For startups, it’s not that easy. Their innovative nature implies a lack of comparable companies, and the few relevant examples may have no price indicated, a false price, or pricing that is heavily influenced by market hype.
It’s easy to take the shortcut of making a crude comparison and calling it a day. As we’ll see in the upcoming points, there is both a theoretical justification for it and sufficient abundance of capital to not stress over the consequences.
Investors that looked deeper saw that it was very difficult to justify valuations in the post-Covid boom. Even with the most optimistic economic outlook, the new-found enthusiasm for digital products, and the large amounts of capital, something had to give.
Reason 2: New theories and players in VC gave the theoretical excuse
For the past 5 to 10 years, the VC world has been redefined by huge late-stage funding rounds. These large capital deployments originated from two funds: Tiger Global and Softbank Vision Fund.
Backed on one hand by large institutional money and on the other by the strong will of its founder, these funds reoriented the VC landscape with a new theoretical framework: the digital economy was still far from reaching its full potential, and vast sums of money deployed quickly could be differentiators for startups in winner-take-all markets.
Their speed of execution forced traditional VCs to adapt or be left out of the best deals, releasing the valve on valuation and increasing the throughput of the capital.
Reason 3: Vast amounts of capital with no parking zones
Thanks to MMT, governments have a morally easier time increasing deficits and the supply of money. Faced with the unknown depth of a pandemic, they built on the lessons of the last financial crises and subsidized the economic dip to shield the population from economic meltdown. This was mostly a success, and limited the damage of Covid-19 as much as possible.
Coupled with the difficulty of putting money directly in consumers’ hands, and the impracticality for consumers to spend the money due to lockdowns, this created vast amounts of financial capital that had to be invested somewhere. The IPO market surged to new record highs as companies scrambled to raise capital from the public market at never-before-seen valuations. Real estate, crypto, equity, bonds, and commodities were all riding high.

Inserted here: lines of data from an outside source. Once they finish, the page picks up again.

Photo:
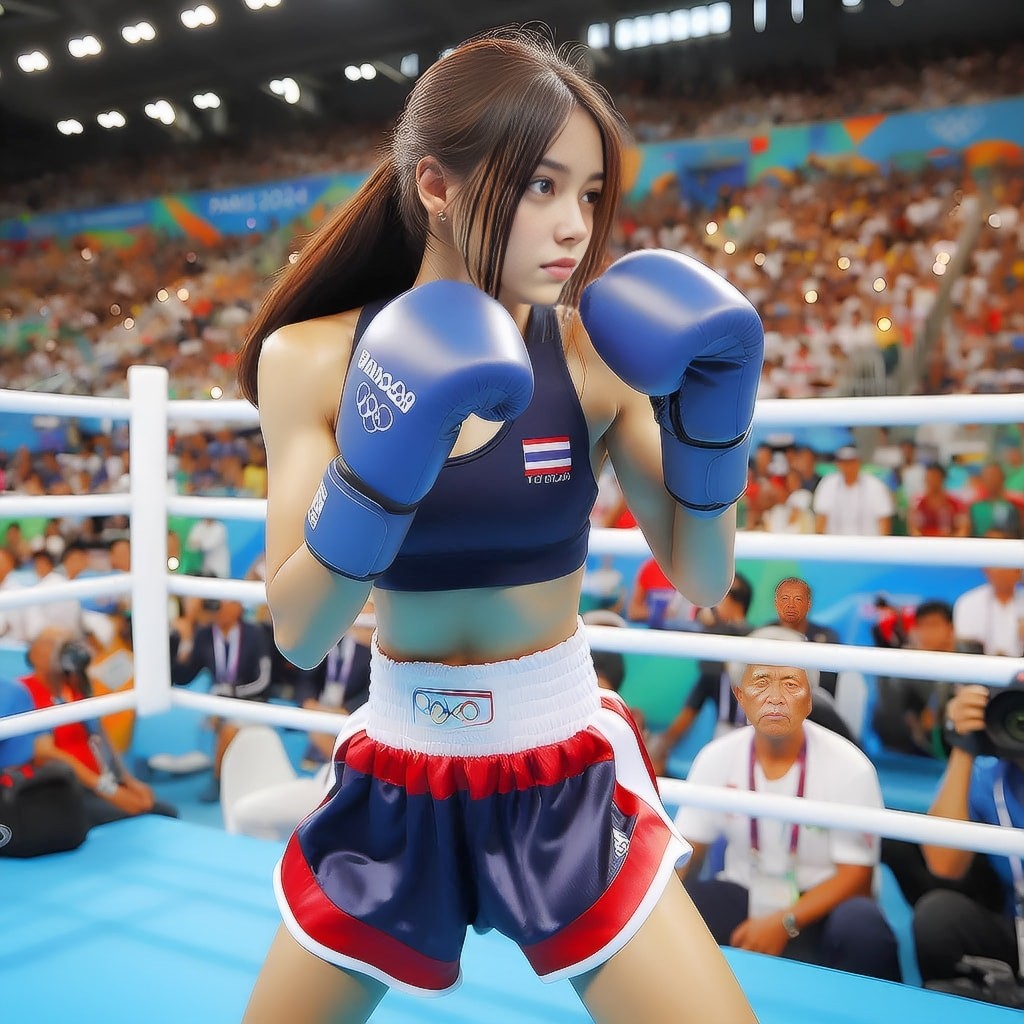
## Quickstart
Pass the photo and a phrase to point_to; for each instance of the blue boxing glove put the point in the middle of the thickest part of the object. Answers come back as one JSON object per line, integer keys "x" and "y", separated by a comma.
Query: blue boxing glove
{"x": 426, "y": 361}
{"x": 675, "y": 330}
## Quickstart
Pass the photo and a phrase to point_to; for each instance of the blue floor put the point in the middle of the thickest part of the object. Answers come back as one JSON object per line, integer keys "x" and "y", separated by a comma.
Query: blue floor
{"x": 166, "y": 922}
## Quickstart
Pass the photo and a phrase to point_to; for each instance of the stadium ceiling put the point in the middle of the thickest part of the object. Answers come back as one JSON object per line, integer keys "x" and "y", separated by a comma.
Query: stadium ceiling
{"x": 317, "y": 44}
{"x": 309, "y": 41}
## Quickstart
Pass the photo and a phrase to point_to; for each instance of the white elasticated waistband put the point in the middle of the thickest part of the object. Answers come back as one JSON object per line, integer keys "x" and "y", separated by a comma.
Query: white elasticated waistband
{"x": 476, "y": 710}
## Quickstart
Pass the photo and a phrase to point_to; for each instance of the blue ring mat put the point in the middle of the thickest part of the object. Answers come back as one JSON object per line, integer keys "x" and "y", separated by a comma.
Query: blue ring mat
{"x": 162, "y": 921}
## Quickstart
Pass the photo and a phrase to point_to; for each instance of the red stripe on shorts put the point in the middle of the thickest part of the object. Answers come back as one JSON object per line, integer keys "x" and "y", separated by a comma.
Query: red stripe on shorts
{"x": 331, "y": 927}
{"x": 441, "y": 776}
{"x": 605, "y": 919}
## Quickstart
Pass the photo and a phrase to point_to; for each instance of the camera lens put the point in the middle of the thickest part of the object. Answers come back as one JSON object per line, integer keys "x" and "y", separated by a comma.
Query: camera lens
{"x": 1005, "y": 721}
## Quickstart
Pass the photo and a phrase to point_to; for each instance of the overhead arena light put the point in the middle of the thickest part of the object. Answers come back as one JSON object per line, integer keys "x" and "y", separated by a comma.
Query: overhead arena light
{"x": 198, "y": 17}
{"x": 355, "y": 73}
{"x": 161, "y": 111}
{"x": 111, "y": 119}
{"x": 36, "y": 60}
{"x": 287, "y": 88}
{"x": 141, "y": 33}
{"x": 86, "y": 46}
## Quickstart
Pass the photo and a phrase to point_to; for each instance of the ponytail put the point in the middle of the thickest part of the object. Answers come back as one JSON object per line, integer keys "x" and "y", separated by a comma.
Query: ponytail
{"x": 364, "y": 252}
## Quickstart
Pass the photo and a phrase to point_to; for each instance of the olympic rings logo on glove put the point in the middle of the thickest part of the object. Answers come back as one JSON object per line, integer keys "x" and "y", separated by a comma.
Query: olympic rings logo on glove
{"x": 376, "y": 416}
{"x": 454, "y": 709}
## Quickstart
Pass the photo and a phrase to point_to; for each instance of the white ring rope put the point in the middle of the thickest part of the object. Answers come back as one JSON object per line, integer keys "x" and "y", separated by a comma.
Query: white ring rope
{"x": 898, "y": 824}
{"x": 150, "y": 412}
{"x": 878, "y": 821}
{"x": 111, "y": 585}
{"x": 66, "y": 714}
{"x": 888, "y": 412}
{"x": 931, "y": 666}
{"x": 54, "y": 506}
{"x": 962, "y": 551}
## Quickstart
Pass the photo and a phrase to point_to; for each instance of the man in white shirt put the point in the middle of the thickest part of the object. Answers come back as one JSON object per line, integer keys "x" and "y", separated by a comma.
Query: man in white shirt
{"x": 801, "y": 892}
{"x": 209, "y": 538}
{"x": 850, "y": 502}
{"x": 993, "y": 613}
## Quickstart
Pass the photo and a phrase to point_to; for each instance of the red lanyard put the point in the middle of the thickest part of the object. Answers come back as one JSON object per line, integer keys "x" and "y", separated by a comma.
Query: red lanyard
{"x": 795, "y": 834}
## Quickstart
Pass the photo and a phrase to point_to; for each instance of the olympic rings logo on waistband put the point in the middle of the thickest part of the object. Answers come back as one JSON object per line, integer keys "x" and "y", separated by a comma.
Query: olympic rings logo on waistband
{"x": 454, "y": 709}
{"x": 376, "y": 416}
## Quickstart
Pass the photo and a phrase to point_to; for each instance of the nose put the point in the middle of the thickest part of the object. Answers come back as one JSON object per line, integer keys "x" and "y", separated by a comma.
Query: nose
{"x": 572, "y": 224}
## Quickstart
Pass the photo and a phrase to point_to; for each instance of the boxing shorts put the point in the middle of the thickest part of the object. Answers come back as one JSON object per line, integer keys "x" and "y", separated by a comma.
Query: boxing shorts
{"x": 514, "y": 796}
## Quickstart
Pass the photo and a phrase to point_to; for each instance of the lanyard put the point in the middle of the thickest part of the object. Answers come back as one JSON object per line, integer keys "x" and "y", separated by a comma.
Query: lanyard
{"x": 225, "y": 654}
{"x": 795, "y": 833}
{"x": 999, "y": 796}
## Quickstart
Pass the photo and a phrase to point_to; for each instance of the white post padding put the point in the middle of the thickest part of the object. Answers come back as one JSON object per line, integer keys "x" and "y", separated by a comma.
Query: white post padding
{"x": 147, "y": 475}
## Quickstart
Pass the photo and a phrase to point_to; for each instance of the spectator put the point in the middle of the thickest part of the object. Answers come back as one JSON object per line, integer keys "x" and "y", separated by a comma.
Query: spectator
{"x": 948, "y": 925}
{"x": 209, "y": 539}
{"x": 936, "y": 512}
{"x": 909, "y": 713}
{"x": 237, "y": 655}
{"x": 993, "y": 612}
{"x": 655, "y": 601}
{"x": 852, "y": 502}
{"x": 727, "y": 617}
{"x": 68, "y": 614}
{"x": 793, "y": 608}
{"x": 785, "y": 890}
{"x": 110, "y": 792}
{"x": 998, "y": 509}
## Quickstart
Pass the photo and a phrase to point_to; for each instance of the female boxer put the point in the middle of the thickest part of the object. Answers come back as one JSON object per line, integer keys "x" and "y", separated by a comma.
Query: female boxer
{"x": 487, "y": 781}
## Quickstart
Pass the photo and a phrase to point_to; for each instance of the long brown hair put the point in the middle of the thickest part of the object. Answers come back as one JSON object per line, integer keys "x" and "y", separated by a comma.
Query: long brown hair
{"x": 487, "y": 112}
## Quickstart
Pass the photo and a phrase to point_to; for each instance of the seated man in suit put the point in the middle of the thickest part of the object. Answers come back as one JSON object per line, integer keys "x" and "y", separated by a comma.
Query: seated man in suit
{"x": 340, "y": 684}
{"x": 237, "y": 654}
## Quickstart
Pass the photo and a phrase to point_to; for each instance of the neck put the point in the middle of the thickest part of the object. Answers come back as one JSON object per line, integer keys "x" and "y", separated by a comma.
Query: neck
{"x": 778, "y": 753}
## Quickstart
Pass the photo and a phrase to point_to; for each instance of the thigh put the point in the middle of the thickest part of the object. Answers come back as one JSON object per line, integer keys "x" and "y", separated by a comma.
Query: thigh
{"x": 298, "y": 987}
{"x": 671, "y": 972}
{"x": 722, "y": 904}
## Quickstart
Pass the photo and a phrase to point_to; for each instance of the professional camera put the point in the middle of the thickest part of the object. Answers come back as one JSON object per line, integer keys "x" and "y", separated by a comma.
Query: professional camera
{"x": 1004, "y": 732}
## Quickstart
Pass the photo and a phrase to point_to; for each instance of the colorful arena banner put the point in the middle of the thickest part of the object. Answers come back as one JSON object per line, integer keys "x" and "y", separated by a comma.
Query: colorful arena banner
{"x": 984, "y": 134}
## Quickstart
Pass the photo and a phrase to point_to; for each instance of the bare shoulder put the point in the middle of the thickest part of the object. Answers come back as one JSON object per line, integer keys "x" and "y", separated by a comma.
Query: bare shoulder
{"x": 600, "y": 389}
{"x": 302, "y": 367}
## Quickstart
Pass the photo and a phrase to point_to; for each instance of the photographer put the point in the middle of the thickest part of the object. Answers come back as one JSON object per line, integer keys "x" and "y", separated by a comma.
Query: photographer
{"x": 58, "y": 662}
{"x": 983, "y": 781}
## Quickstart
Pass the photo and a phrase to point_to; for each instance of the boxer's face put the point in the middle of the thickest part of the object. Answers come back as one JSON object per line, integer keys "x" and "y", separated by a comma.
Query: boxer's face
{"x": 555, "y": 218}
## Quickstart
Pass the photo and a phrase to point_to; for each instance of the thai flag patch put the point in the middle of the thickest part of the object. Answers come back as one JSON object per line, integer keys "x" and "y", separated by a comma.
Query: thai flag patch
{"x": 546, "y": 455}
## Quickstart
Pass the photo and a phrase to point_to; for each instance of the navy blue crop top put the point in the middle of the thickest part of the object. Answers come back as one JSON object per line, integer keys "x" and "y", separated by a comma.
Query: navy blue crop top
{"x": 517, "y": 510}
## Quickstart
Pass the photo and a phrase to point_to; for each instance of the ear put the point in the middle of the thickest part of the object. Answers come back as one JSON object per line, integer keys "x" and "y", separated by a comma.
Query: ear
{"x": 432, "y": 186}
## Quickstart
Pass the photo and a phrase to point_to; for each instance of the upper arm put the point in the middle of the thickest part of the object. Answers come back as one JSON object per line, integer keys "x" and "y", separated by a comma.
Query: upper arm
{"x": 634, "y": 444}
{"x": 301, "y": 372}
{"x": 624, "y": 423}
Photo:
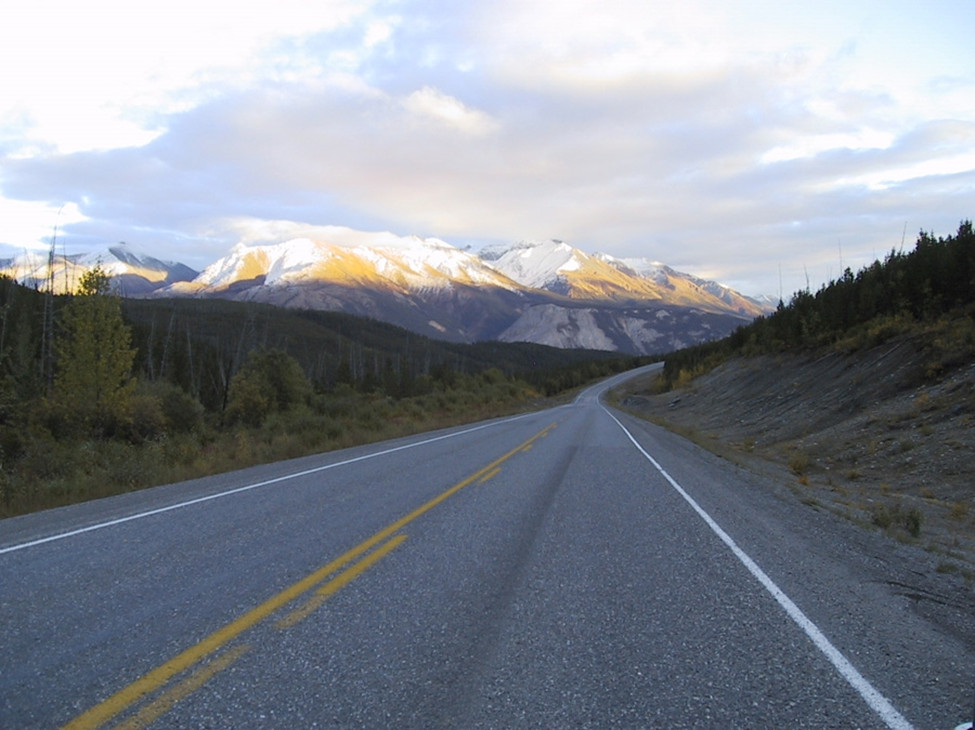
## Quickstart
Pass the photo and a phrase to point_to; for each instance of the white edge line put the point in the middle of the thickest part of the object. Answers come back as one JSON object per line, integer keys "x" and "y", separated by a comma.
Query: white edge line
{"x": 248, "y": 487}
{"x": 880, "y": 704}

There were few attractive avenues left for the vast amount of capital that needed to be invested somewhere.
The strongest remaining proposition sounded something like this: “Because of Covid-19, the world has changed, digital adoption has accelerated and the sector will be some orders of magnitude bigger”.
This still rings true, and it probably is, just not at the magnitude that these bets were implying.
How we invest shapes our future
These three reasons contributed significantly to the separation of startup prices from their true value. They created overfunding for some opportunities, underfunding for others, poor returns for some funds, and big questions for a lot of employees.
If George Soros’ theory of Reflexivity ($), where investor’s sentiment doesn’t just track fundamentals but actually affects them, is even partially true, then how we choose, as a society, to allocate investment will affect not only the fortunes of those companies but also the direction of our future.
Startups are the breeding ground of future innovation. When we lose sight of the connection between price and value – and allocate large investments based on hype instead of fundamentals – we are wasting time, resources, and opportunities on the wrong problems, at a moment in history where help on the right problems is needed more than ever.